Over the past few months while building out the Supercomputing Strategy Group and also at the HPC Leadership Institute last week I’ve had numerous conversations with centre directors and heads of national labs. It has been fun to discover just how similar some things are between academia and the finance world.
Before you jump on me, yes, I know there’s no MPI in financial services and academia is about research and improving humanity not making money. I get it. Aside from some obvious technical similarities around operating at scale, there are some other fun parallels.
The organisational and power structures are remarkably similar. Academia has star researchers that call the shots and get the lion’s share of the compute resource. In financial services those are the traders that happen to be making the most money. This was particularly apt pre 2008 when those traders also happened to be the ones dealing in complex derivatives that demanded huge amounts of CPU hours to value and calculate risk for.
Then you have the RSE folk, their equivalents would be the risk system developers and lastly you have the centre directors who are replaced by the heads of grid computing in banks instead.
Courtesy of Conway’s Law, the similarities in organisational structure and power dynamics also mean we end up with very similar architectural patterns and solutions.
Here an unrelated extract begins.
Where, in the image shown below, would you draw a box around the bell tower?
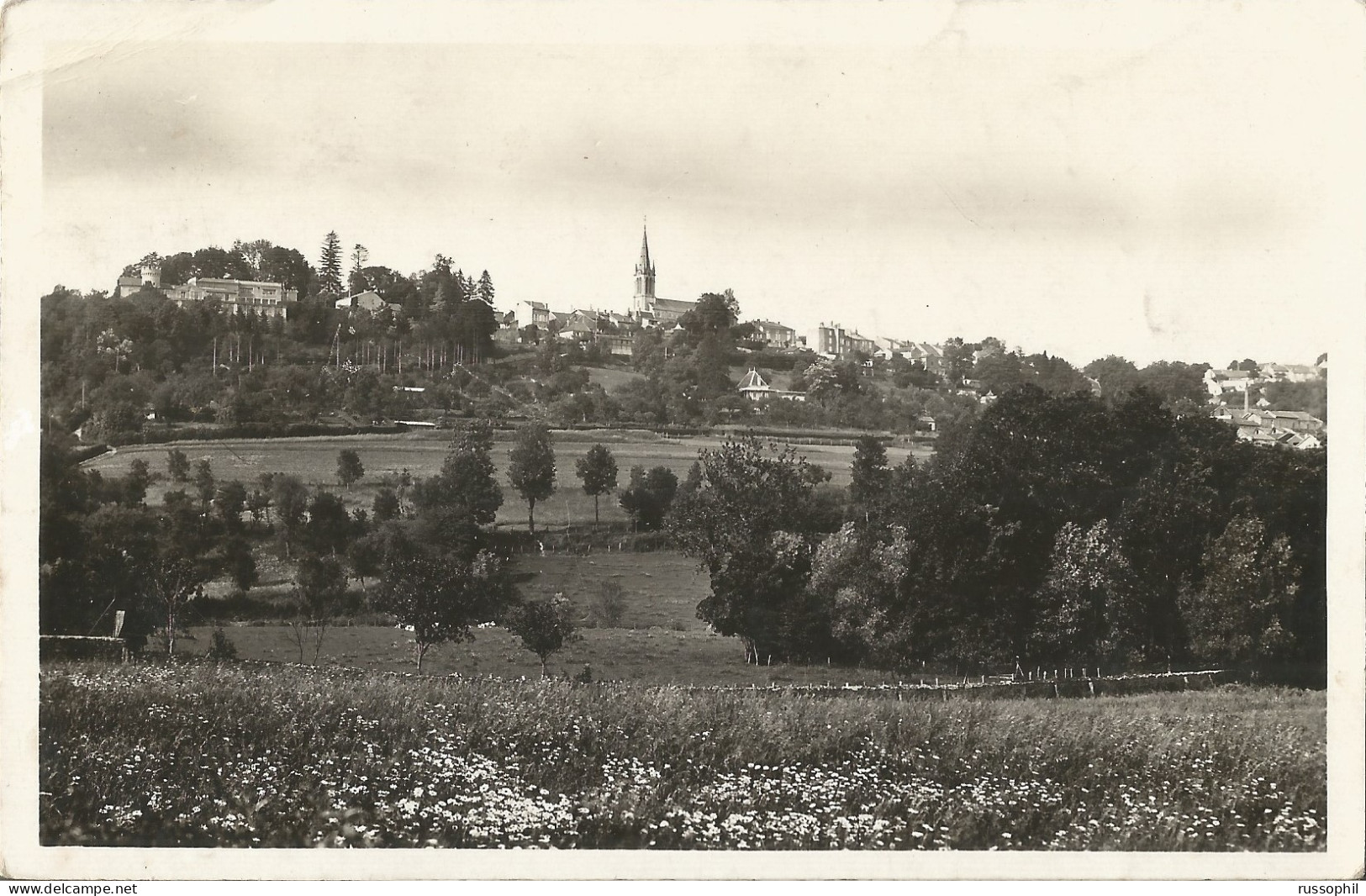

The evolution of HPC across the two is analogous too. Financial services often started with multiple clusters of machines serving each trading desk or business area. Over time these slowly consolidated into larger bank wide compute grids (or didn’t in some cases!). A similar played out in academia with multiple university departments (reluctantly sometimes) pooling compute resources for shared time on a single supercomputer. The establishment of RSE as a discipline in its own right is also somewhat paralleled by the increasing role played by risk system developers in finance.
I’m not sure traders or quants or will have much to share with academic researchers but I think centre directors and heads of grid computing certainly do. Probably RSEs and risk system developers too. Y’all should speak more.